Australian B Corp Joins Global Effort to Reduce Plastics in Oceans

United Nations General Assembly President Maria Fernanda Espinosa last week launched a global campaign against plastic pollution, primarily to raise awareness among people around the world.

“I intend to leverage the capacity of the office of the president of the General Assembly to support ongoing global campaigns to beat plastic pollution,” Espinosa said at the U.N. Headquarters in New York.

The numbers are staggering and alarming: It is estimated that by 2050, there will be more plastic than fish in the sea.

2018 has been the year of tackling single-use plastics. Most recently in Australia, a ban on single-use plastic bags by the two largest supermarket chains (Coles and Woolworths) is being celebrated for preventing 1.5 billion plastic bags from entering the environment in the first three months since the ban was introduced.

While campaigns to ban single-use plastic bags and straws have gained global attention, some have questioned the actual impact of such campaigns on carbon emissions.

For example, it has been reported that even if all of the estimated 8.3 billion plastic straws scattered on global coastlines suddenly ended up in the sea, they would only account for about 0.3 percent of plastics estimated to enter the oceans in a year.

Similarly, even on very generous estimates, a person who stopped using plastic bags entirely would cut only 0.4 percent of their total emissions.

Jonathan Byrt and Jesse Leeworthy launched memobottle in 2014.

Convenient by Design

Australian business memobottle has been tackling the single-use mindset for several years and suggests that beautiful design may be the best answer to this environmental harm.

Single-use water bottles are big business:

  • Despite 91 percent of the world’s population having ready access to clean drinking water, around 1 million single-use plastic bottles are consumed every minute.
  • Single-use water bottle industry is growing 10 percent per year and estimated to be worth $350B by 2021.

Human convenience is often the catalyst for environmental harm. In order to influence change, society needs an alternative that is truly convenient, beautiful and sustainable in design.

Launched by entrepreneurs Jonathan Byrt and Jesse Leeworthy, memobottle gained prominence after its slim reusable drink bottle found its way into the gift bags handed out at the Academy Awards in 2016.

“We started memobottle four years ago for two main reasons: to reduce single-use bottle consumption and to provide a more practical method of traveling with water,” Leeworthy says. “We grew up in a coastal community just south of Melbourne and became increasingly frustrated by single-use plastic bottles and the environmental damage caused.

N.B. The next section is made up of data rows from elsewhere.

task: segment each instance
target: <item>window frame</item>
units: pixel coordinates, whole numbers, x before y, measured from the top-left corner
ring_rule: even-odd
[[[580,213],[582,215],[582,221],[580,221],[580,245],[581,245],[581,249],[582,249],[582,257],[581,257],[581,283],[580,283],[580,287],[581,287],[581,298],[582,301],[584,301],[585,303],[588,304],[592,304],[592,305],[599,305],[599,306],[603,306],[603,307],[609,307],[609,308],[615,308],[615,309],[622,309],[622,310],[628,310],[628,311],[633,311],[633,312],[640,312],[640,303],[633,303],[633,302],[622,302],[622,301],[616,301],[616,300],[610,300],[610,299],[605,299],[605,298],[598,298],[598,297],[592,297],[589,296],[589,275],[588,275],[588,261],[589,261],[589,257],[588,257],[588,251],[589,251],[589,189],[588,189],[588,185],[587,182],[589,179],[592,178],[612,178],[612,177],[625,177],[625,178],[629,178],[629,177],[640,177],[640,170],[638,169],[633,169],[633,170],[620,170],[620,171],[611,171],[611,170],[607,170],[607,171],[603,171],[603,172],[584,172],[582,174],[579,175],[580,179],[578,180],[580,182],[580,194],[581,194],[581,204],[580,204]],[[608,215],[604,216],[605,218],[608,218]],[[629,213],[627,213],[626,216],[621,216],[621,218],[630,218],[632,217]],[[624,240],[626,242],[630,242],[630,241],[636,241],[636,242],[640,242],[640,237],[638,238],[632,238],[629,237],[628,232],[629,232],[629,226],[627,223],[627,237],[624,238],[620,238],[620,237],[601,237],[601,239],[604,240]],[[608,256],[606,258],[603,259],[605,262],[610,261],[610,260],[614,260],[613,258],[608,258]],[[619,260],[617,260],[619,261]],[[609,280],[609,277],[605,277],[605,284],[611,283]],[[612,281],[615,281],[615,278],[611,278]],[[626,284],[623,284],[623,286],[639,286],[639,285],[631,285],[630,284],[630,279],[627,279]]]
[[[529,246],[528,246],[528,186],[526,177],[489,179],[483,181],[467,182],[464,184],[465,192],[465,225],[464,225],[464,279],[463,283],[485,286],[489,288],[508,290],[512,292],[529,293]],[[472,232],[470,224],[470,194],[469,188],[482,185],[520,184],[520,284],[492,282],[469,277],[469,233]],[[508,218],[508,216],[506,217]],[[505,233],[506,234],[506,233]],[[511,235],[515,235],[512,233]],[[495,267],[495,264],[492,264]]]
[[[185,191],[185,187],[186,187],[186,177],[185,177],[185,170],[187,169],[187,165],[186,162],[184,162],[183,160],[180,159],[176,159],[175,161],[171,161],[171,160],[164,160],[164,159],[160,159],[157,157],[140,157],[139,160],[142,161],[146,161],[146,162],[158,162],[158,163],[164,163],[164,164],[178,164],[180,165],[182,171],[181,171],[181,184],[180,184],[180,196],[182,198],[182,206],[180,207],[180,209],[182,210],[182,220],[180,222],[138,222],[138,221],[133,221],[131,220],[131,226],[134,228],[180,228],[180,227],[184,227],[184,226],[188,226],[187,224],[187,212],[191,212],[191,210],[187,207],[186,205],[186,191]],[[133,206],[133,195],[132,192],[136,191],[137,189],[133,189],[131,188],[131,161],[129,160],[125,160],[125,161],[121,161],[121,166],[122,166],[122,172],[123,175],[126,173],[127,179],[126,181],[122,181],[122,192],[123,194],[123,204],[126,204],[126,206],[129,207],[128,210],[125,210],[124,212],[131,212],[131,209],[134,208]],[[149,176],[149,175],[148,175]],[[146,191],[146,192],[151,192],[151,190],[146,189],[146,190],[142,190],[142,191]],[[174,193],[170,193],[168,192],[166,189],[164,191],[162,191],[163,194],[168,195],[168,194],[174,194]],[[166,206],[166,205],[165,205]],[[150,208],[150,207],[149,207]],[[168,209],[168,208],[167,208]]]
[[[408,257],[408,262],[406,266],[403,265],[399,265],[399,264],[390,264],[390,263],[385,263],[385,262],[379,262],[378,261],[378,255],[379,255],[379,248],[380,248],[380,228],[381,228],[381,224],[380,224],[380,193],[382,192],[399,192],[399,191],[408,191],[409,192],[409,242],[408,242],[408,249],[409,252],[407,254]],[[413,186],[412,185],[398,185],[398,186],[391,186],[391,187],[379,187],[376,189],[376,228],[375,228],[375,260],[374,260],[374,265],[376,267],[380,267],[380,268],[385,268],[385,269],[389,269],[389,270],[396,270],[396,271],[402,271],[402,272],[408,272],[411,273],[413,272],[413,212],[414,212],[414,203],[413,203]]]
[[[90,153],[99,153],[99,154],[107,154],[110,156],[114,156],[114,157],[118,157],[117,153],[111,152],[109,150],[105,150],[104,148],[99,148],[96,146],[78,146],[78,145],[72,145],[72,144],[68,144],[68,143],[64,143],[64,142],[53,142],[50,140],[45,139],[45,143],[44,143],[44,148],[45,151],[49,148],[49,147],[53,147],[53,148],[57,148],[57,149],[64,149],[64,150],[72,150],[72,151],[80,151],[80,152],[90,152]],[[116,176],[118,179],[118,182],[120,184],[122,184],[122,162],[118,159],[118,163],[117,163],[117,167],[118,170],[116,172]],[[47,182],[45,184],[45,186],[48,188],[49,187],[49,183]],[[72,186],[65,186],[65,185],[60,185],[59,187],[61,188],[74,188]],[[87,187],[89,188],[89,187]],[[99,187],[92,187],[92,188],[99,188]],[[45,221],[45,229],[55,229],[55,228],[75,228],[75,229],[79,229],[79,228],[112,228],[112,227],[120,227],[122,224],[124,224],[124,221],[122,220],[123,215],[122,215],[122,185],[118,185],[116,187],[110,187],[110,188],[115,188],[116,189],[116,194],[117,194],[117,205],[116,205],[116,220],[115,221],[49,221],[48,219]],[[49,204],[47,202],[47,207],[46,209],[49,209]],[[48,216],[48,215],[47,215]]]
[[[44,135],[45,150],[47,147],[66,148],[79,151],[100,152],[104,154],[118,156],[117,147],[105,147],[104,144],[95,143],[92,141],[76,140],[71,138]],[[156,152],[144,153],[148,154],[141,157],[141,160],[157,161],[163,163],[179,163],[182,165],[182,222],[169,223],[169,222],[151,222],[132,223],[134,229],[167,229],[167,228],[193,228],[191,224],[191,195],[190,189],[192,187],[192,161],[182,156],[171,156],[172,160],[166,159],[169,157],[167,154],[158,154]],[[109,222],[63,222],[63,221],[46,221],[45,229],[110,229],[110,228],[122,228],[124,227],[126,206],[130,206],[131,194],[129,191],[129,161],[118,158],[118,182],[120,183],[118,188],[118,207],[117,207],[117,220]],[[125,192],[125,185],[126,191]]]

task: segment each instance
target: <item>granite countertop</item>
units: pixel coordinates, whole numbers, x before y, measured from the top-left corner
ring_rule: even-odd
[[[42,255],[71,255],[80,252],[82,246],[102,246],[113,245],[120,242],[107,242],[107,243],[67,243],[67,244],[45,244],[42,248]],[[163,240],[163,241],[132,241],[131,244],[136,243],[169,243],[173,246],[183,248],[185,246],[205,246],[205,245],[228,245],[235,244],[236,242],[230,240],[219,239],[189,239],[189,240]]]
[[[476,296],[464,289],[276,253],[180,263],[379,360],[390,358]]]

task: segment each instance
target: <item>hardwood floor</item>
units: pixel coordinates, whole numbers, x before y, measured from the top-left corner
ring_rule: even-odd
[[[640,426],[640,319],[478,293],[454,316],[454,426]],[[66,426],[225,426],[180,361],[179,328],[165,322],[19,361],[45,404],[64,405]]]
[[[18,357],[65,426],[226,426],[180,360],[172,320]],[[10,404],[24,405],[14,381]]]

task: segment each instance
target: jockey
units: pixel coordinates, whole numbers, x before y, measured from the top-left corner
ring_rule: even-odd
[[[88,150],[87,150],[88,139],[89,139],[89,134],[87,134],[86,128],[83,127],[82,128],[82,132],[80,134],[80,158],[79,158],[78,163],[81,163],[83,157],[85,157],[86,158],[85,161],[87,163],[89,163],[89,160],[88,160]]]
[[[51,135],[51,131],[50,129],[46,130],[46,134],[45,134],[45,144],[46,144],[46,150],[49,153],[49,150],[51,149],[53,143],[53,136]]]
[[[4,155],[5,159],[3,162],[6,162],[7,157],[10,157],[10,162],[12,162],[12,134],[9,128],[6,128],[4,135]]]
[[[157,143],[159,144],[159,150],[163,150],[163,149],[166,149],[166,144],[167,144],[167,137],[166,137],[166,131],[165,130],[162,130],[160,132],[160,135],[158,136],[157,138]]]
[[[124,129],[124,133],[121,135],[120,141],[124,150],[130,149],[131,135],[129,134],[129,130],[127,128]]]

We decided we had to create a more beautiful and convenient alternative.”

By taking one of the most ubiquitous single-use items, the water bottle, and replacing it with something beautiful and useful, memobottle has helped to challenge how people think about single-use consumption more broadly.

To date, the 300,000 memobottles sold have helped prevent the consumption of approximately 50 million single-use bottles from being consumed and discarded.

Marshaling the Crowd

A Certified B Corporation since 2017, memobottle now is inviting its fans to join its mission to change people’s perceptions about single-use products. The company recently announced plans for its first equity raise via Equity Crowdfunding platform Birchal.

“We know that our investor community will be invested both financially and emotionally in our journey and our mission after this campaign because they’ll have a stake in our business,” Leeworthy says.

The pair believe that equity crowdfunding to sell shares in their business could raise between $500,000 and $1 million to fund its rapid international growth and take their message to the world. The campaign ends Dec. 20.